By General Sir James Everard KCB CBE 
Published: November 12, 2022
READ TIME: 3 minutes
Innovative cultures are misunderstood. The easy-to-like behaviours that get so much attention are only one side of the coin. They must be counter-balanced by some tougher and frankly less fun behaviours. A tolerance for failure requires an intolerance for incompetence. A willingness to experiment requires rigorous discipline. Psychological safety requires comfort with brutal candour. Collaboration must be balanced with an individual accountability.

The Hard Truth. Harvard Business Review January – February 2019.
Professor Gary P Pisano.

The UK Digital Strategy was updated on 4th October 2022. The section on Digital Skills and Talent is worth reading in full because it highlights a hard truth. It notes that the digital skills gap is estimated to cost the UK economy £63 billion per year in lost potential gross domestic product (GDP), and that this skills gap is increasing resulting in a workforce inadequately equipped to meet the demands of the digital age.

We are also told that many companies cite lack of available talent as the single biggest constraining factor to their growth, and that increasing the supply of digitally and tech enabled workers at all levels will be crucial for our long-term economic prosperity and is integral to unlocking productivity improvements across the economy.

This prediction also applies to defence, given the pace of technological change, growth of data and the challenges of multi-domain transformation. The UK Integrating Operating Concept informed us that as we looked further ahead ‘the pervasive availability of data via enhanced cloud connectivity, machine learning and artificial intelligence, and quantum computing will allow not just a new generation of weapon systems, but an entirely new way of warfare’. This new way of war is going to be driven by people, and we need - and are going to need more - tech warriors to carry this fight.

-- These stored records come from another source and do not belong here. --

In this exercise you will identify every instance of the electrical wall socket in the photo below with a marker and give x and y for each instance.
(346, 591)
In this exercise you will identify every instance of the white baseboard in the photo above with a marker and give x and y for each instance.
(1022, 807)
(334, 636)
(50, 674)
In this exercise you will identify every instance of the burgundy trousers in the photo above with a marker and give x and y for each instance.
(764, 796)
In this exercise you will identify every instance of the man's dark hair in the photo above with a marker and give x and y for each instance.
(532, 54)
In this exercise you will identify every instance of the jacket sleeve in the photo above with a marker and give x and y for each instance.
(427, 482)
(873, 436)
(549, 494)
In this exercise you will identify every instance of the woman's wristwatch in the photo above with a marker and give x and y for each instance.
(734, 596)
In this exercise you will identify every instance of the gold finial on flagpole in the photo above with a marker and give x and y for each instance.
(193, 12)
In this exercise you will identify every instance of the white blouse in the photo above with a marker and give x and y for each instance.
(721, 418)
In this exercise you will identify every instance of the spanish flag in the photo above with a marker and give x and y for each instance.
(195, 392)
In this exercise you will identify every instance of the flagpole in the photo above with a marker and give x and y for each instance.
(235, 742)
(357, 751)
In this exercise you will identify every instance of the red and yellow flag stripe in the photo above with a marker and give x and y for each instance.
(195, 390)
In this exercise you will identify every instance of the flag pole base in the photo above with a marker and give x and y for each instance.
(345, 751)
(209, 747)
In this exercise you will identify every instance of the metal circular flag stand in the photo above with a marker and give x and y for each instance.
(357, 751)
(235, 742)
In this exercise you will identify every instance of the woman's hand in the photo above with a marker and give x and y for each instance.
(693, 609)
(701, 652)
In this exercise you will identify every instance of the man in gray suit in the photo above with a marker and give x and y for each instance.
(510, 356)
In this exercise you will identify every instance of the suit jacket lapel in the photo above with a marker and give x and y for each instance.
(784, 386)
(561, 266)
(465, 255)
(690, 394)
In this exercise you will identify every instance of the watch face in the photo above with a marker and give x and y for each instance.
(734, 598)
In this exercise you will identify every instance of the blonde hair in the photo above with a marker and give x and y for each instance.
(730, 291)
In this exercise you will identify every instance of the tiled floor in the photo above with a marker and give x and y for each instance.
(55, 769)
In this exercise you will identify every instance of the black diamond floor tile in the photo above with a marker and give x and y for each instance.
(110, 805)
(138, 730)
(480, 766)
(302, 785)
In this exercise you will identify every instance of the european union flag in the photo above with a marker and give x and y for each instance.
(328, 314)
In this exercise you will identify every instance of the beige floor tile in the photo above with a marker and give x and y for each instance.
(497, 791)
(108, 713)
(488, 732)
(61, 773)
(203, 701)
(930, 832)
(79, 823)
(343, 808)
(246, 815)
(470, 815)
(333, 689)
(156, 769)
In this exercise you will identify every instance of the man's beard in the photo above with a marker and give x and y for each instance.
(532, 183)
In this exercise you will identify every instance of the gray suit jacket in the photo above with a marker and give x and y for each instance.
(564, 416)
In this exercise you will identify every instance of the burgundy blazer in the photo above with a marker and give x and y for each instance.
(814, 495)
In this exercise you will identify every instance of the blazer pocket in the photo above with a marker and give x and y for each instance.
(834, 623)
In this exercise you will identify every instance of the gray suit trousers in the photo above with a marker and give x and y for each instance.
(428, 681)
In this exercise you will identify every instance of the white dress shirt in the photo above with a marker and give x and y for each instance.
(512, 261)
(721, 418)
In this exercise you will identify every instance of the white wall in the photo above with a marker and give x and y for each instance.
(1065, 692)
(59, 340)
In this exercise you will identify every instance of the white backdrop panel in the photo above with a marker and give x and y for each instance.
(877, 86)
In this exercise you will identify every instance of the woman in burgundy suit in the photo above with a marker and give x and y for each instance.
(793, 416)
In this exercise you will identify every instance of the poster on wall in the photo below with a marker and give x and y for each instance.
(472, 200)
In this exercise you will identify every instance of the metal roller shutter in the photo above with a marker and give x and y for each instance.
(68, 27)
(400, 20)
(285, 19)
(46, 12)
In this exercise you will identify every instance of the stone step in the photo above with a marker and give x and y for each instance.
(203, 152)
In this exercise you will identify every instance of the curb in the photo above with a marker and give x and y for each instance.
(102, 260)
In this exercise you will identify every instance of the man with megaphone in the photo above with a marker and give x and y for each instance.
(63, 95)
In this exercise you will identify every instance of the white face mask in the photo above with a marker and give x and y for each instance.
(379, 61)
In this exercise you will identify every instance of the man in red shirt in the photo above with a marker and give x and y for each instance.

So, there is an imperative for change. As the Integrated Operating Concept again noted ‘Defence will need to take the initiative if it is to retain its competitive edge’. When it comes to workforce planning, I fear that we have hesitated because we do not speak with brutal candour and are uncomfortable with the uncertainty that comes with experimentation or simply trying something new. Skills mapping and aptitude testing of our Cadets may be a good place to start for a whole host of logical reasons, and I want to return to this possibility in the future.

I have spoken before about the approach that Defence is taking to its workforce planning – all very traditional, with good people trying very hard, yet not very creative. Turning to the Digital Skills strategy you see a series of initiatives – all very traditional, with good initiatives that chip away at the challenge, yet not very creative. At a recent Defence Technology Conference, I found almost unanimous agreement that none of these initiates would solve the digital / tech talent problem for industry or defence. We need a 21st Century talent management system that delivers at scale today. If no-one thinks we have cracked this problem then surely it is time to try something new and even imagine what it would be like to fundamentally reshape how talent works, where talent is found, how labour markets are wired and how people learn and choose careers. Innovation is never easy, but the hard truth is unless we try, we are doomed to mediocrity. WithYouWithMe are not the only show in town, but their talent creation, hiring and matching platform (Potential) offers a path out of this dark wood. Let’s have the courage to try something new.